I have seen arguments that people are being too harsh on Mallory. The Root published an article on the matter titled “A Word About Louis Farrakhan and Tamika Mallory.” It acknowledges the pain that Farrakhan has caused, but asks for sympathy for Mallory and an understanding of the conditions that allowed for the Nation of Islam to gain influence. In preparation for this article, I read that piece and watched Farrakhan’s speech at the event Mallory attended in its entirety. I understand his appeal: He’s an excellent public speaker, and there are moments in which I was genuinely moved by what he was saying. However, I resent the implication that I, as a Jew, have to be understanding towards people who are supportive of Farrakhan. I am under no obligation to support any movement, any organization or any individual who does not respect my fundamental humanity.
Farrakhan has called Adolf Hitler a “very great man” (The New York Times, “Farrakhan Again Describes Hitler as a ‘Very Great Man,’” 07.17.1984). Farrakhan has said that Jesus came to earth on a mission to destroy Jewish civilization. I believe that the subtext of his statements is that he is calling for genocide against the Jewish people. Even if that is not his intent, his statements send a clear message that the world would be better off should the Jewish people stop existing. To say this is a call for genocide is not a far stretch. By not condemning him, Mal- lory reveals herself as indifferent to genocide.

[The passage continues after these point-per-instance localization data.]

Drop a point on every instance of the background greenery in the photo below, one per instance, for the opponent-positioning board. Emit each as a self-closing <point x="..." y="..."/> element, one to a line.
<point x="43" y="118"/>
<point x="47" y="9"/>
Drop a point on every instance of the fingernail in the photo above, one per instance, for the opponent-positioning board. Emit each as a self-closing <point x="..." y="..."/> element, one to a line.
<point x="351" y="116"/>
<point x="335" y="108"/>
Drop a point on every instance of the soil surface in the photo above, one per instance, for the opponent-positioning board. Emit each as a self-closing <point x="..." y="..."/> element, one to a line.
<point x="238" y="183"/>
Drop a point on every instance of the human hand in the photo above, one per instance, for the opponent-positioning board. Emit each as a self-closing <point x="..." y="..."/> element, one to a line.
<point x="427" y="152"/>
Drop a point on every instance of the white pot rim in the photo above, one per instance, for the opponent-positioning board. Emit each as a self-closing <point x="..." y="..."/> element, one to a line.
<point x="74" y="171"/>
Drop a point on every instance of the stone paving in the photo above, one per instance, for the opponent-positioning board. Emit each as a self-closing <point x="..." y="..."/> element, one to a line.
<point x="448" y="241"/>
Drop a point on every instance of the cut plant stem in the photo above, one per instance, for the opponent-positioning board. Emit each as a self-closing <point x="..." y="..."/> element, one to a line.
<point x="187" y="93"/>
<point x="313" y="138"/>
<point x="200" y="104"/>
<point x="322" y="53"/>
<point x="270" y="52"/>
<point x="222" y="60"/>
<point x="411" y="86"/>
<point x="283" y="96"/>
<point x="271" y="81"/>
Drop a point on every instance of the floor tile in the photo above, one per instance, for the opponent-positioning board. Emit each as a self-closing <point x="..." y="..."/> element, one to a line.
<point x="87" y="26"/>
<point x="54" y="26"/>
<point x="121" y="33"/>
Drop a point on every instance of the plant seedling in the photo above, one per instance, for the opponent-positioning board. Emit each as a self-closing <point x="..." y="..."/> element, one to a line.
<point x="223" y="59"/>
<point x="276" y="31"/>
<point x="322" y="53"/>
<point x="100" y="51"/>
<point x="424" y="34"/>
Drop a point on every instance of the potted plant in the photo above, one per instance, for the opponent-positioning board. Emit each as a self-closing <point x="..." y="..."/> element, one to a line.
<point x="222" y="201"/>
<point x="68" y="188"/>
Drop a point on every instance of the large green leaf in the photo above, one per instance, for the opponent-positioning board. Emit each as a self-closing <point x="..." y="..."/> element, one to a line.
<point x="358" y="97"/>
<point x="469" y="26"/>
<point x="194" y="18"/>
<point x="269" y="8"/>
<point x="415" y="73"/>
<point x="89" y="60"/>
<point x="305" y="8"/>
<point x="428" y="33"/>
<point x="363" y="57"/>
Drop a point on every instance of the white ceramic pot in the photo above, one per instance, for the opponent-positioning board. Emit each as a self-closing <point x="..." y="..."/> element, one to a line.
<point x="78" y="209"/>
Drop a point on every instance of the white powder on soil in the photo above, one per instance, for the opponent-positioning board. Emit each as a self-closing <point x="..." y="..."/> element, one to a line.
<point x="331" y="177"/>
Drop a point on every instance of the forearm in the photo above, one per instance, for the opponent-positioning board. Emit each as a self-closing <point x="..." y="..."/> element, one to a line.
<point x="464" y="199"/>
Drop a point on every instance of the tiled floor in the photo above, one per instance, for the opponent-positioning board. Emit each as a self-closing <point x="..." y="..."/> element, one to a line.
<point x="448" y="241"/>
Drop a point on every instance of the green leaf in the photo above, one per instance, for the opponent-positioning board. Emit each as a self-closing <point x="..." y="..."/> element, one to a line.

I am not obligated to support the Women’s March if its organizers do not support my basic humanity, and neither is anyone else. I do not know if Mallory, Perez or Sarsour are truly anti-Semites. However, I do know that they have repeatedly failed to prove themselves as allies to the Jewish people, and by not condemning Farrakhan, they have done their movement, their ideology and every Jewish person who trusted them a disservice. We are owed an apology.